« Allons, voilà qui est fait ! » dira le pragmatique. « Il est temps de se remettre au travail » dira le matérialiste. « Une de plus et rien de changé ! » dira le cynique. Les fêtes sont passées, l’année est à présent bien engagée et le retour au monde peut sembler difficile. Toutes ces réactions sont, de fait, bien compréhensibles à défaut d’être totalement légitimes. Nous venons de vivre un mois différent des autres. Malgré les circonstances actuelles, chargé de célébrations et surtout d’expériences spirituelles exaltantes, il a été comme un grand voyage. Et ce long parcours nous a, contre vents et marées, sortis de l’espèce de grisaille ouatée qui, trop souvent, finit par constituer le quotidien. Mais voici que tout cela s’efface peu à peu à l’horizon. Voici qu’au mois de Tichri succède celui, sans fêtes, de ‘Hechvan. Et ce brutal contraste crée une pesanteur presque inquiétante. « Tout ça pour ça ? » a-t-on envie de dire. Tout cet effort et toutes ces grandeurs pour revenir, par la force des choses, à la morosité ? Et si une autre voie était possible ?
Une ancienne coutume veut que, lorsque les fêtes s’achèvent, on proclame dans la synagogue le verset : « Et Jacob partit sur son chemin. » Cela en dit bien plus long qu’il n’apparaît. Jacob, notre ancêtre, le Juif emblématique, reprend son voyage dit-on. Il s’est arrêté un moment mais, conscient de la nécessité de le poursuivre, il a repris la longue route. Il sait qu’elle pourra être difficile, semée d’embûches mais qu’il lui faut l’emprunter. Car elle est LE chemin, et surtout le sien. C’est ainsi qu’au sortir des fêtes nous avançons. Après la pure joie du spirituel, quel que soit le visage de l’avenir, ce sont tous les chemins du monde qui s’ouvrent devant nous et il nous faut y revenir, les suivre car ils sont notre chemin.

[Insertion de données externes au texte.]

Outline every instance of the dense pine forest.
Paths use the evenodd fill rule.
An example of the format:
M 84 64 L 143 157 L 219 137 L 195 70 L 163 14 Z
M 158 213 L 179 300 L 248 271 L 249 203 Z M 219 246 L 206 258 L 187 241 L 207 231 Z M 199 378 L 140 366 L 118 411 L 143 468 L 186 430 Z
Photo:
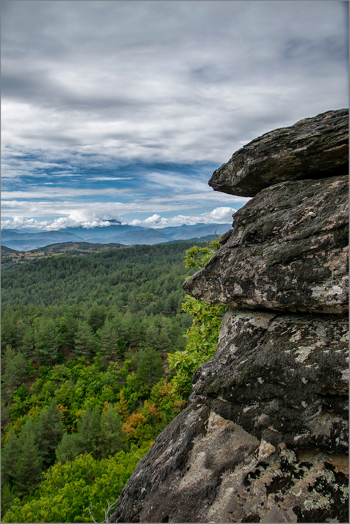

Par eux, nous élevons tout ce qui nous entoure. Par notre contact avec la matière, nous en faisons, au travers de la pratique des commandements de D.ieu, un lieu où la Divinité devient perceptible.
Alors, tel Jacob, nous pouvons nous interroger : d’où prendre une telle force ? Qui nous donnera l’assurance indispensable au voyage, la patience et la sûreté pour le vivre ? A Jacob, D.ieu dit : « N’aie pas peur Jacob, Mon serviteur ». Et cette phrase chante à nos oreilles. Certes, le monde a de quoi impressionner. Certes, nous y voyons, et parfois y vivons, des événements qui vont de l’incompréhensible à l’inacceptable. Pourtant, nous ne connaissons pas la peur. Nous avançons sur notre chemin, pénétrés de la force donnée par les fêtes de Tichri, toujours en nous, à notre portée dès que nous le souhaitons. Nous n’avons pas peur et ce courage seul est, en soi, un signe de victoire. Le monde est grand, le quotidien puissant mais nous savons que l’un et l’autre ne demandent qu’à être illuminés. L’année a commencé ; l vie est en nous et la Délivrance à notre porte.